The wind energy company Ørsted has officially shuttered plans for two New Jersey offshore wind farms, citing rising inflation, interest rates, and supply chain problems. The blow to US green energy infrastructure arrives less than two weeks after the Danish wind industry giant promised to pay the Garden State a $100 million penalty if its Ocean Wind I turbines weren’t online by the end of 2025. But although the company’s plans off the coast of Atlantic City are canceled, similar projects are still underway across the US as the country transitions towards a sustainable energy infrastructure.

“We are extremely disappointed to have to take this decision, particularly because New Jersey is poised to be a US and global hub for offshore wind energy,” David Hardy, Ørsted Group EVP and CEO Americas, said in an October 31 statement. “I want to thank Governor Murphy and NJ state and local leaders who helped support these projects and continue to lead the region in developing American renewable energy and jobs.”

[Related: Atlantic City’s massive offshore wind farm project highlights the industry’s growing pains.]

According to the Associated Press on Tuesday, however, NJ Gov.

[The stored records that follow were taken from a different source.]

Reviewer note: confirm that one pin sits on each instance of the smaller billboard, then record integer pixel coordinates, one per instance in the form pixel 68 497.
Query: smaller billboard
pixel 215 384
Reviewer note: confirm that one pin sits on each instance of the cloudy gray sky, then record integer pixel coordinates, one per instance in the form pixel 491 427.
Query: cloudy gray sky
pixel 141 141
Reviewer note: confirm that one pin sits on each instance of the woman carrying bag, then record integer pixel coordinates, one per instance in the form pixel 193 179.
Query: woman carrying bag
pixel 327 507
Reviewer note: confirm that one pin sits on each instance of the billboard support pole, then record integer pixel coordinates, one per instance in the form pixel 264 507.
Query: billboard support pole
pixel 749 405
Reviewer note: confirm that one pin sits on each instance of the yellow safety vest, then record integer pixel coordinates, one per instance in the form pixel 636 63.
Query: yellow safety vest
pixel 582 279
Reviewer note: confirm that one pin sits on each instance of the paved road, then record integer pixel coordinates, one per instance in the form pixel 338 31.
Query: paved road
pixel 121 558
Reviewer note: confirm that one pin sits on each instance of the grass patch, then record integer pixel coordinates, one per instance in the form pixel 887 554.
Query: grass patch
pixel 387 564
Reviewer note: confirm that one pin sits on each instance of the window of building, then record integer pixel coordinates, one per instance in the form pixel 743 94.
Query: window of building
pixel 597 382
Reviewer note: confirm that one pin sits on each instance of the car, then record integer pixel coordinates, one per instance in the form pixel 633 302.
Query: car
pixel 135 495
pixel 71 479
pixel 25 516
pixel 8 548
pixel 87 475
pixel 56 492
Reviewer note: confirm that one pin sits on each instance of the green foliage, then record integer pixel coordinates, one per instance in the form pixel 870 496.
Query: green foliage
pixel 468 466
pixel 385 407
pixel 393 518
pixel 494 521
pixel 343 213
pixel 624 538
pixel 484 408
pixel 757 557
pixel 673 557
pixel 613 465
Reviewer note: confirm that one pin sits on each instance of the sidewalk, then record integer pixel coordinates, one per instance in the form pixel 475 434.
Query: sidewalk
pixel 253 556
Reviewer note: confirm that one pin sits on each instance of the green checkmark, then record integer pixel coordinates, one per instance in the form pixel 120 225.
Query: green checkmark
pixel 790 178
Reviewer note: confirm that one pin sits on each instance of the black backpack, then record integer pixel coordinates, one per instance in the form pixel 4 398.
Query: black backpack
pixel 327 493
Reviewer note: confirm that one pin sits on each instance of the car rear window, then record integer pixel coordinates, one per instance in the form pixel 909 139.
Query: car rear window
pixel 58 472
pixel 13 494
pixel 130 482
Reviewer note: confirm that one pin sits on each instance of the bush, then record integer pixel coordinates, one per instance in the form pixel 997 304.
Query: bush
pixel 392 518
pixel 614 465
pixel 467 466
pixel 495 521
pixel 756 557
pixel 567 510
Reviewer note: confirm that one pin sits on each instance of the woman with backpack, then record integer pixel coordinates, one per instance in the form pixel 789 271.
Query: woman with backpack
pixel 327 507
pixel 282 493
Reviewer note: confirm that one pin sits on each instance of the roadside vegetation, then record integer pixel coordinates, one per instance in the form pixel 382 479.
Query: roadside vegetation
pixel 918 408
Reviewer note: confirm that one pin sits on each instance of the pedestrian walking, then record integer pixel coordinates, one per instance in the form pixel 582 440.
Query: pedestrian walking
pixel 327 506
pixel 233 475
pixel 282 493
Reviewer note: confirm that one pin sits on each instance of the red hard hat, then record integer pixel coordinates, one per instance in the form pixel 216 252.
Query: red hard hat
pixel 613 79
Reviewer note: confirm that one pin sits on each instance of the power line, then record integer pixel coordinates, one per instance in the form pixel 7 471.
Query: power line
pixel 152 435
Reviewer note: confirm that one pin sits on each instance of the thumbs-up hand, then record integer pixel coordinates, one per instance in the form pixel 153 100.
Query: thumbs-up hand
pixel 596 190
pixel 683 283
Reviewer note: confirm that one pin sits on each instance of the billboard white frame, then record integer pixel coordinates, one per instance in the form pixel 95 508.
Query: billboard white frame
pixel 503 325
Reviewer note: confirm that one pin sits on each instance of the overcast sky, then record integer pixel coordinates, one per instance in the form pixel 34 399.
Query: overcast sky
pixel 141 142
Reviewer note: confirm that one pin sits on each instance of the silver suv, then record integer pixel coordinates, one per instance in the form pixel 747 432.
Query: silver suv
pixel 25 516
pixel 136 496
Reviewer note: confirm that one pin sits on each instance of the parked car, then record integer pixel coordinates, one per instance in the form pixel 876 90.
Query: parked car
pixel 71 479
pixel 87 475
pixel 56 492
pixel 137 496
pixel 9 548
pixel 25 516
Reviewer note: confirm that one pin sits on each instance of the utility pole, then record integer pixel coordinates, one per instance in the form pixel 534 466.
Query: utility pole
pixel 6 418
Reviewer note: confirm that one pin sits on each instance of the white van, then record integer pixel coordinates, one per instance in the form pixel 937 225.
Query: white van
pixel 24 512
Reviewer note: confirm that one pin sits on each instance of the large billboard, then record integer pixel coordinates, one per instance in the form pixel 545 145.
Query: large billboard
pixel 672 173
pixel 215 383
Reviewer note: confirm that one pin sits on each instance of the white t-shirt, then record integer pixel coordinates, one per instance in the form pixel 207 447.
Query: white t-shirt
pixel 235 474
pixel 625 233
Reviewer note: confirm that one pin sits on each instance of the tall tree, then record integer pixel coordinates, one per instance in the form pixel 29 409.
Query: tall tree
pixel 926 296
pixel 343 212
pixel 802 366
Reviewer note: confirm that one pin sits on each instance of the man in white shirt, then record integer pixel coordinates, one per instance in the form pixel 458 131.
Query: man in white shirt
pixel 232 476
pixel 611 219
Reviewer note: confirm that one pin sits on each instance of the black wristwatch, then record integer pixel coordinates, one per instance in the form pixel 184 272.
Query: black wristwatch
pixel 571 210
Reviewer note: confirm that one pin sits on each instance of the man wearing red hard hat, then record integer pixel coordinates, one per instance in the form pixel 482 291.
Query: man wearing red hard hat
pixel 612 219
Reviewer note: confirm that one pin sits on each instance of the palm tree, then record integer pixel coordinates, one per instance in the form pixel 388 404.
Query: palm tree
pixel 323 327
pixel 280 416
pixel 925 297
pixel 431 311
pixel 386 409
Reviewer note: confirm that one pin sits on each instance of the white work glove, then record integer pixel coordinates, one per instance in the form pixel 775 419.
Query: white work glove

Phil Murphy had strong words for the company, citing Ørsted’s recent statements “regarding the viability and progress of the Ocean Wind I project.”

“Today’s decision by Ørsted to abandon its commitments to New Jersey is outrageous and calls into question the company’s credibility and competence,” added Gov. Murphy per the AP. He also hinted at impending plans to pursue an additional $200 million Ørsted reportedly pledged for the state’s offshore wind industry. In the meantime, Gov. Murphy reiterated New Jersey’s commitment to offshore wind infrastructure, and said the state will solicit a new round of project proposals in the near future.

Both Ocean Wind endeavors had faced intense scrutiny and pushback from both Republican state legislators and locals, who criticized the farms’ alleged ecological impacts, ocean horizon views, as well as the millions of dollars in subsidies granted to Ørsted. Earlier this month, Ørsted received a lawsuit filed on behalf of an environmental group called Clean Ocean Action alongside multiple seafood and fishing organizations. In May 2023, the Bureau of Ocean Energy Management released an over 2,300 page Final Environmental Impact Statement on Ocean Wind 1, which deemed it responsibly designed and safe for the region’s ecological health.

If completed, Ocean Wind I would have included nearly 100 giant turbines roughly 15 miles off the southeast coast of Atlantic City, New Jersey. Once online, the farm would have annually generated 1.1 gigawatts of energy—enough to power over 500,000 homes. Ocean Wind II was slated for construction next to its sibling wind farm, and would have offered similar energy outputs.

[Related: Watch a heavy-lifting drone land a perfect delivery on an offshore wind turbine.]

While the Danish company’s plans in New Jersey are dashed, America’s wind farm buildup is still progressing elsewhere—and Ørsted remains a part of that trajectory. The same day as its Ocean Wind announcement, the company confirmed it is moving forward with a $4 billion project, Revolution Wind, off the coast of Rhode Island. If completed, the offshore wind farm will supply clean energy for residents in both Rhode Island and Connecticut.

Meanwhile, a utility company called Dominion Energy received crucial federal approval on Tuesday for plans to construct 176 turbines over 20 miles off the coast of Virginia. Dominion claims the project is the largest offshore project in the US, and will generate enough energy for nearly 660,000 homes upon its estimated late-2026 completion date. According to a 2015 report from the US Department of Energy, wind farms could supply over a third of US electricity by 2050.